Saturday, July 31, 2004

Supersize Me!

I'm really looking forward to watching the documentary 'Supersize Me'. This is a funny and yet serious look at the American obsession with fast food, where the moviemaker survives on a diet of supersized McDonald's meals for a month, while doctors track his vitals with horror. Incidentally, the website www.supersizeme.com is pretty cool in itself and has many links including to this story about why the French do not face similar obesity problems. You should read the whole story, but here is one excerpt I particularly liked:

Nutritionist Dr Francoise L'Hermite says the French secret to staying slim is to do exactly as Clemence and her family do - make sure you sit down with friends or family for a meal, eat three times a day at regular intervals, don't snack, don't eat in front of the television, and finally - eat slowly and savour both the food and the company.
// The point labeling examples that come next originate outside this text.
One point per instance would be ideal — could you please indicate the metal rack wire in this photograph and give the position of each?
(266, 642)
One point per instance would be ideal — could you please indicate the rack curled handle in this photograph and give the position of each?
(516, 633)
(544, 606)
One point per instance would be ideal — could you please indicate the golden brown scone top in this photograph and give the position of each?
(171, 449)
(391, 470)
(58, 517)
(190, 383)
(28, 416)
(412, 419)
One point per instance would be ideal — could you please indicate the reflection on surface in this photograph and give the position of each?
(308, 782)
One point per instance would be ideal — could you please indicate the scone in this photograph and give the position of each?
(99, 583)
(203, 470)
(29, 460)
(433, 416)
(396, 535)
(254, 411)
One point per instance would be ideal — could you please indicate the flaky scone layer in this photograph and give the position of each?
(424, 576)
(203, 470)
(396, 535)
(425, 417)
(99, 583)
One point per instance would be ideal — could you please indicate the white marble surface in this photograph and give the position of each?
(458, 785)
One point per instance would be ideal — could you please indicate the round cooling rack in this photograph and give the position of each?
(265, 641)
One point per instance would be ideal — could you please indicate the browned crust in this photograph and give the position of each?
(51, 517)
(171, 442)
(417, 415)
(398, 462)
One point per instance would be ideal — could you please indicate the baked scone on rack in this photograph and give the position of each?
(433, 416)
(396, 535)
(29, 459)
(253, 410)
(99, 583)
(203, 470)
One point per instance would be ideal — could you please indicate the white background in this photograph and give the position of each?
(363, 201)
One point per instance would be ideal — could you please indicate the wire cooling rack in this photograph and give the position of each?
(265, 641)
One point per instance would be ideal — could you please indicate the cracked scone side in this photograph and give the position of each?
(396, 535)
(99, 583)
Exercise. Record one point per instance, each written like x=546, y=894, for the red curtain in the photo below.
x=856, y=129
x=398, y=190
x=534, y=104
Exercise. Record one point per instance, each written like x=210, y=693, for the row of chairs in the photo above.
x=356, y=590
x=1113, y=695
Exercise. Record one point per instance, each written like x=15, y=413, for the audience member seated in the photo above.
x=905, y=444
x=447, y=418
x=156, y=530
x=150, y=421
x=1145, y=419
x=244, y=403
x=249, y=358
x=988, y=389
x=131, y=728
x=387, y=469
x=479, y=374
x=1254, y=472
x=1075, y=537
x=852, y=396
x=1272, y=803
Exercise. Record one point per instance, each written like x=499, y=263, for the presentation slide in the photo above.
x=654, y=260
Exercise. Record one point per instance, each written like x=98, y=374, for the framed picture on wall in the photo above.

"For France, a meal is a very particular moment, in which you share pleasure, the food as well as the conversation," she says. "From an Anglo-Saxon point of view, food is just fuel to give energy to your muscles. If you have no pleasure in it, you are breaking all the rules of eating."

Wednesday, July 28, 2004

Swing Voters and the Nature of the Election

I enjoyed this editorial in the New York Times - funny and yet substantive, reflecting on the nature of the Democratic convention and election year politics in general.

Sunday, July 25, 2004

Get to Work!

Well, if I betrayed a liberal bias with my previous posting, here's my attempt to reclaim the center. This article on MSNBC indicates that that bastion of workers' rights may be finally cracking. Germans who are used to insane amounts of vacation are finally realizing that young men and women in China and India are willing to work their butts off for their job (ok, that wasn't in the story). Come on guys, you don't need 37 days off in a year!!

OK, and it also talks about overgenerous unemployment benefits preventing workers from feeling the need to take low-paid jobs! Hmm, are you listening, lefties? While I'm a big supporter of certain welfare programs, including benefits for all children (legal and illegal - no kid deserves any different!), it is obvious that an overgenerous system doesn't help these people.

Reminds me of a conversation that I had with a homeless father once ... still rings in my head and troubles me. We sat and had a chat, and he shared his very moving story with me about how he was trying to do better for his daugther. But while the government and churches and all other welfare organizations had invested extensive resources in "keeping him homeless", not one of them had ever bothered to help him break the cycle. To get a job, you need a place of residence ... to rent a place, you need a job, and for a guy who is labelled a bum of the streets without a family network to depend on, well, that's gonna be one long stay!

Lil Ron's Politics

While I'm no big fan of his dad (or maybe because of that?), I quite enjoyed this interview with Ron Reagan, Jr on NPR. He was honest, witty, charming and intelligent on a number of issues. A couple of points he hit that I really liked (don't let the illusion of quotes fool you - they are still paraphrased from what I recollect!)

On Stem Cell Research: "While I accept some pols may have moral objections to stem cell research, many still use it as political football. If they were sincere in their objection to the destruction of embryos as potential life, why not object to InVitro Fertilization (IVF) where thousands of identical embryos are destroyed! Because they know such an objection would be political suicide, because 'moral' men and women still want to use technology to have babies when other methods fail. But stem cells is something they can use to 'rally the base'!"

On Gay Marriage: "My wife and I have been happily married now for almost 24 years. But I'm sorry, now we're just gonna have to break up, because Stan and Rick are getting married!"

Overall, well worth the time to listen to the interview!

Monday, July 19, 2004

Graduate Student Union

The NY Times reported that the National Labor Relations Board reversed a prior decision to allow graduate students at private universities to unionize. This brings into focus the whole issue of whether students are primarily students or workers. One thing strikes me - do students WANT to be workers? As graduate students, we allow ourselves the liberties of poor research pace during our coursework deadlines ... we allow ourselves extended periods of vacation or unproductivity and indeed extended periods of productivity and overwork. What the unionization doctrine suggests is that we would have to abandon the spurts of creativity and motivation that define grad school for a professional production mode. That does not strike me as being particularly good.

That is not to say that there is no need for grad students to band together. Certainly, an aggressive graduate student body can rally the academic community to redress deficiencies that may exist, be it in pay, benefits or other issues. After all, an unhappy graduate student community would eventually reflect on the students, and would serve as warning flags to potential graduate students (who, by the way, read the entrapped community like a children's book!) It is unclear that there is a pressing case for a more legally binding resolution, especially one that opens the community to politics!